Garance criait, hurlait, s’arrachait chacune de ses cordes vocales sans qu’aucun son ne sorte. Deux anneaux, trois soleils, quelques fumées acides et les couleurs se turent.

***

« poc, poc, poc » se répétait-elle le regard vide. Une inflexion du poignet catapultait la balle contre chaque mur comme si chaque impact suffisait à les repousser. Un ultime « poc » et son monde s’évapora. Son souffle soulevait son ventre à chaque battement de son cœur, à chaque effondrement de son thorax. Encore et encore, enroulant ses doigts autour de la gomme. Une ombre légèrement arquée vint se poser au coin de sa pièce.

— Putain ! s’écria-t-elle en balançant la balle contre sa fenêtre.
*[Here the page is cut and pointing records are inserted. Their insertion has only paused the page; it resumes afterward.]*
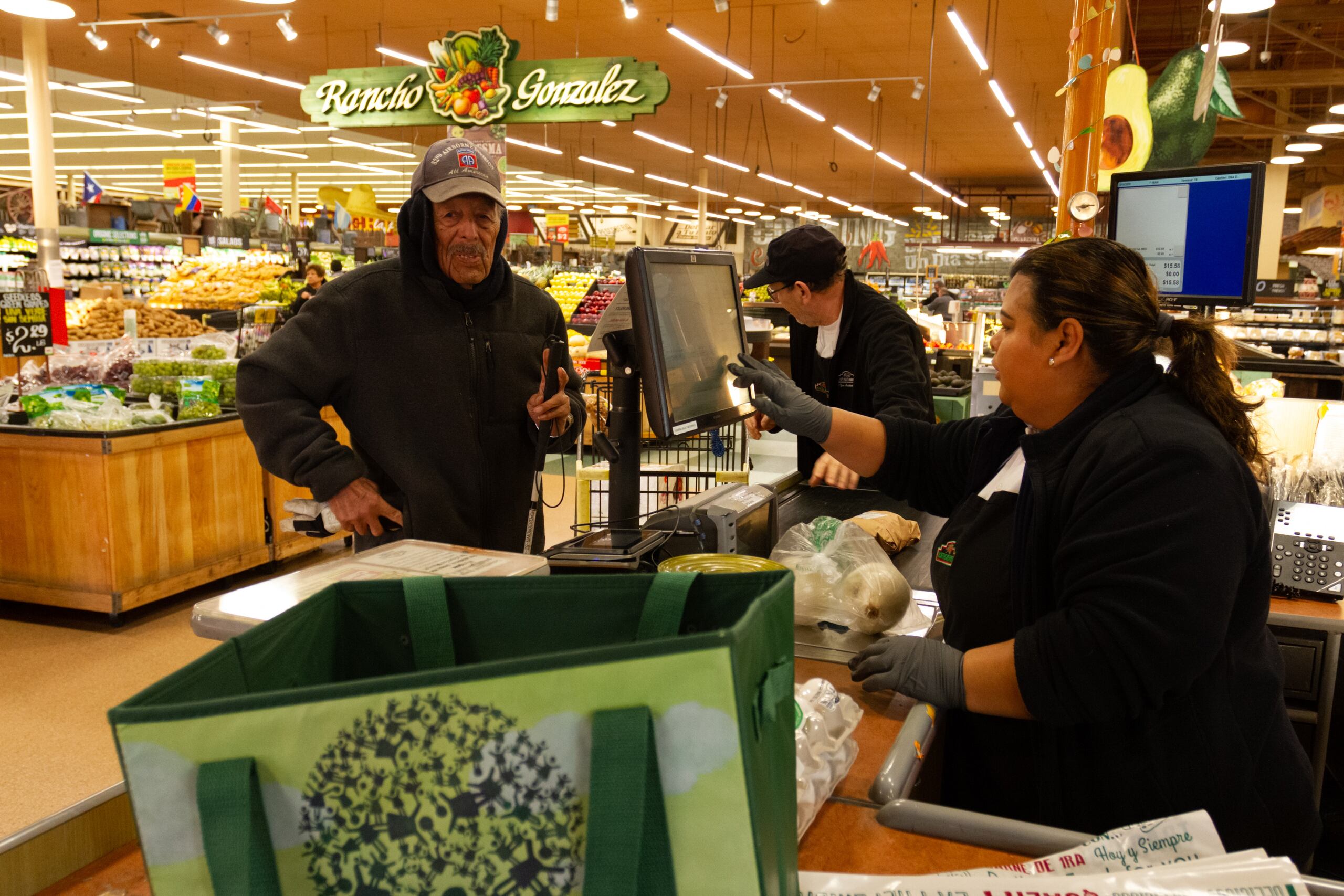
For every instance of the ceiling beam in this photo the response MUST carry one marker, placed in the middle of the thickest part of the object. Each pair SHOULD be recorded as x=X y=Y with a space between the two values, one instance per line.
x=1306 y=38
x=1266 y=78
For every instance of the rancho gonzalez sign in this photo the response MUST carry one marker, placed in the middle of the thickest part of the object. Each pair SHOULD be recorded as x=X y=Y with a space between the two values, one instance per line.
x=475 y=80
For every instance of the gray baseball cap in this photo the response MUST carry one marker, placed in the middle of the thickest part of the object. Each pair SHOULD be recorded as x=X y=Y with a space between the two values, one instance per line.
x=456 y=167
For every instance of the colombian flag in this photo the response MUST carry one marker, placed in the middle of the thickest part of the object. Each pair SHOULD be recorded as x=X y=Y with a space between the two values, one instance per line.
x=187 y=199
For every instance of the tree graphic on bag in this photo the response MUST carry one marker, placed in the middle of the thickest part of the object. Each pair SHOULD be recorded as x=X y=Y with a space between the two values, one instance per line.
x=437 y=796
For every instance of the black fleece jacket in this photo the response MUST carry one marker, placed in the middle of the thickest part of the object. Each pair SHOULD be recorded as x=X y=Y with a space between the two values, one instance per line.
x=1140 y=579
x=433 y=392
x=879 y=364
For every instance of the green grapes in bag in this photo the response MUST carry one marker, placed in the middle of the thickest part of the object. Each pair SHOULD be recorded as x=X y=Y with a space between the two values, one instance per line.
x=198 y=398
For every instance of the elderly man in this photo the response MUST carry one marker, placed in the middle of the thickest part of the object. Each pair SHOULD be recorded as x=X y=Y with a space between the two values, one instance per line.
x=435 y=362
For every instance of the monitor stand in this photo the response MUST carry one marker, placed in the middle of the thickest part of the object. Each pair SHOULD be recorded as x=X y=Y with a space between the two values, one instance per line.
x=624 y=543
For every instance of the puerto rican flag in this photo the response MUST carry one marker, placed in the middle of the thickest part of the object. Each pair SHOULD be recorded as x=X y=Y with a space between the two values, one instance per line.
x=93 y=190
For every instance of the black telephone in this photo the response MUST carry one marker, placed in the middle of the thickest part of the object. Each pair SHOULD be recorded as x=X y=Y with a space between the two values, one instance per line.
x=1308 y=550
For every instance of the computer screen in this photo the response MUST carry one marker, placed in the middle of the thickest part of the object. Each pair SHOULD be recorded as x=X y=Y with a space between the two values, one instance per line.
x=1196 y=227
x=689 y=327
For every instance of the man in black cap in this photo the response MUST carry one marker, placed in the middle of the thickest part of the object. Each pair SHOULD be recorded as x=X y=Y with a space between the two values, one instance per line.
x=848 y=345
x=435 y=362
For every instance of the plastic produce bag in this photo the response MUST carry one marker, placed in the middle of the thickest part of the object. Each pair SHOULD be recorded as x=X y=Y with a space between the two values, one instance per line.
x=823 y=743
x=843 y=577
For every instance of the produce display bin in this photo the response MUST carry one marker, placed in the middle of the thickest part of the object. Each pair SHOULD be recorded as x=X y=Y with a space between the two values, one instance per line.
x=108 y=522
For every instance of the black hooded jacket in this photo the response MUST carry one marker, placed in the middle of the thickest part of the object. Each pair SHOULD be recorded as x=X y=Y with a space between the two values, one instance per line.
x=430 y=379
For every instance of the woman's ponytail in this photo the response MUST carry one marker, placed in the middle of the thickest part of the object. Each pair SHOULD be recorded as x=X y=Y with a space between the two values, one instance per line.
x=1201 y=362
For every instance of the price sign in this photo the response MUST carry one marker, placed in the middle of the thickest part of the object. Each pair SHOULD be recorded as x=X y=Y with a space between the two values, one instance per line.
x=25 y=324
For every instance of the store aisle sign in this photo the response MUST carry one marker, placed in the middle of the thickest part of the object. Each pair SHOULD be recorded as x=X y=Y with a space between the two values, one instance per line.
x=25 y=324
x=475 y=80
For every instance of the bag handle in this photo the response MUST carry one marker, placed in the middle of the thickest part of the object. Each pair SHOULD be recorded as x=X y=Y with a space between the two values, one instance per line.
x=664 y=605
x=234 y=830
x=629 y=851
x=430 y=626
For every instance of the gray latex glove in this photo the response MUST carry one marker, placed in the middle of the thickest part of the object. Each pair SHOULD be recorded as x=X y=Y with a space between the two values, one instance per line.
x=780 y=399
x=918 y=668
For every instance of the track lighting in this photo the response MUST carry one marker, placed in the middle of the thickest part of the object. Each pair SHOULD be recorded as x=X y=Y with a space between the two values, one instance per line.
x=286 y=29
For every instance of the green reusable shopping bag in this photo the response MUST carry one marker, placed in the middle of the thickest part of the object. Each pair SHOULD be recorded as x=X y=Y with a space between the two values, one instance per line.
x=601 y=735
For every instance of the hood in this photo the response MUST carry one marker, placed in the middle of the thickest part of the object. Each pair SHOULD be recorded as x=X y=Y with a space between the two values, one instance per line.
x=420 y=249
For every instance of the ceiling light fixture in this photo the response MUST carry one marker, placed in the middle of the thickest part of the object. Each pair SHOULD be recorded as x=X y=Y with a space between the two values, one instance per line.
x=785 y=96
x=890 y=160
x=262 y=150
x=726 y=163
x=606 y=164
x=695 y=45
x=38 y=8
x=1022 y=132
x=851 y=138
x=967 y=39
x=236 y=70
x=404 y=57
x=666 y=143
x=1002 y=99
x=1229 y=47
x=382 y=150
x=537 y=147
x=1237 y=7
x=667 y=181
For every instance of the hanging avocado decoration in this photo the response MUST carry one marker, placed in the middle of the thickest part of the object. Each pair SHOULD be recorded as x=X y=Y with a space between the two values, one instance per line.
x=1179 y=141
x=1127 y=131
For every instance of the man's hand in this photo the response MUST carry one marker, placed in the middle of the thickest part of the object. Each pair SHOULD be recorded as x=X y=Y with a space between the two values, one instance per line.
x=359 y=507
x=832 y=472
x=554 y=409
x=759 y=424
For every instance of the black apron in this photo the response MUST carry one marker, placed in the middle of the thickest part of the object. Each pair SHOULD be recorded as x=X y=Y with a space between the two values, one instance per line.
x=988 y=761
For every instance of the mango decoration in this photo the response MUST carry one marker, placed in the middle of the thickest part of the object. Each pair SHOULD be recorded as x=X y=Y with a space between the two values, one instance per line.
x=1127 y=129
x=1179 y=140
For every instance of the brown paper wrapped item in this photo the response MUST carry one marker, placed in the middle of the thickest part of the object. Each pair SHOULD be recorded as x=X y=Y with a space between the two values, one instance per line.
x=893 y=531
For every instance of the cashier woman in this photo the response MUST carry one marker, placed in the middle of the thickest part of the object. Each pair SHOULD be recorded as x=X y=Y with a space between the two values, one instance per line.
x=848 y=347
x=1104 y=571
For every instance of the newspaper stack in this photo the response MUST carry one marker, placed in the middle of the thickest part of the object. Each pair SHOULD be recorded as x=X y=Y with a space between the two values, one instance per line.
x=1178 y=856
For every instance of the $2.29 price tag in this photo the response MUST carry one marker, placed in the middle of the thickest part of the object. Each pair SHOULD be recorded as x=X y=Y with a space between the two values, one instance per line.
x=25 y=324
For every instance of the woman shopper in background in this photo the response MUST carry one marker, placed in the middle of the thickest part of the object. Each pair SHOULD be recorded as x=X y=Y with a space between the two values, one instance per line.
x=1104 y=571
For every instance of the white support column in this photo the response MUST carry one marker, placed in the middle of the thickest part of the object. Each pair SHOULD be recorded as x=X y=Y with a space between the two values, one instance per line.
x=702 y=207
x=229 y=159
x=42 y=157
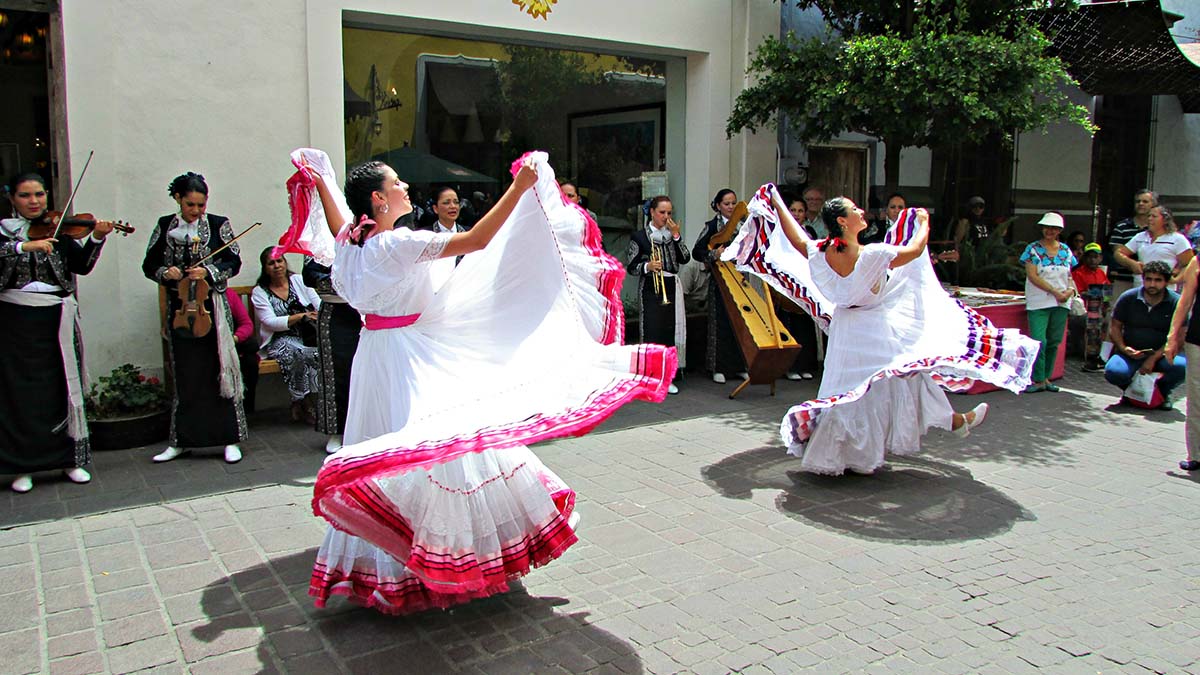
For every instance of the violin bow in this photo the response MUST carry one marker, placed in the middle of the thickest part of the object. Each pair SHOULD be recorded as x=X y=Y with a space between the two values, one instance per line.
x=244 y=232
x=75 y=191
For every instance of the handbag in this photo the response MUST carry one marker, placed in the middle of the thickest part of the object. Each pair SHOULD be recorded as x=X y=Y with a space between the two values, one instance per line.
x=1143 y=390
x=1077 y=306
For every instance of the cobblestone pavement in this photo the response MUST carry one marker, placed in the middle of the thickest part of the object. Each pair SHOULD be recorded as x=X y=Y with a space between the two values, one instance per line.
x=1056 y=537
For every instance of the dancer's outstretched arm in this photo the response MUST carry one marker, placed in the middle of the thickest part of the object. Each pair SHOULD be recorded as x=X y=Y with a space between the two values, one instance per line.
x=916 y=246
x=333 y=216
x=792 y=230
x=486 y=227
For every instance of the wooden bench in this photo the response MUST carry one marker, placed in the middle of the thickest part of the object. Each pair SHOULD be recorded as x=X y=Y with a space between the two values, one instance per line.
x=265 y=366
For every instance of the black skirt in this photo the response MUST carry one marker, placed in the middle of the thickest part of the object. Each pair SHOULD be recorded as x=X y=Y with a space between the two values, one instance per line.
x=34 y=394
x=202 y=417
x=337 y=338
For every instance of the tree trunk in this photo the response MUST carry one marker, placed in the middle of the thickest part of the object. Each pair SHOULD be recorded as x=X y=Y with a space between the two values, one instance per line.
x=891 y=166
Elle s’effondra sur son lit, son visage entre ses mains, à la recherche d’un ailleurs. Plus l’ombre progressait et plus ses dents s’effritaient dans sa mâchoire.

— Fait chier ! éclata-t-elle en sanglot, se noyant dans ses draps constellés de larmes.

Elle bondit hors du lit prête à rabattre les rideaux quand elle aperçut, accrochée au sommet d’un des gratte-ciels, l’affiche d’un équipage de Dorus. Leurs casques dans les bras, la fierté dans la posture et une étincelle de vie au plus profond de leur pupille. Elle restait là, béate devant la beauté de ce monde suspendu au-dessus de sa ville, ses néons et son béton lissé. Mieux encore, c’était un monde au-dessus de la ceinture d’habitations, là où le ciel est léger.

Elle attrapa quelques habits qui traînaient par-là et enjamba le pas de la porte.

— Désolé m’man, lâcha-t-elle en passant devant l’urne et son enveloppe, accrochant un dernier regard sur le cachet de la lettre.

Elle essuya ses larmes, ce soir elle se libérerait. Ce soir, elle rejoindrait les Dorus.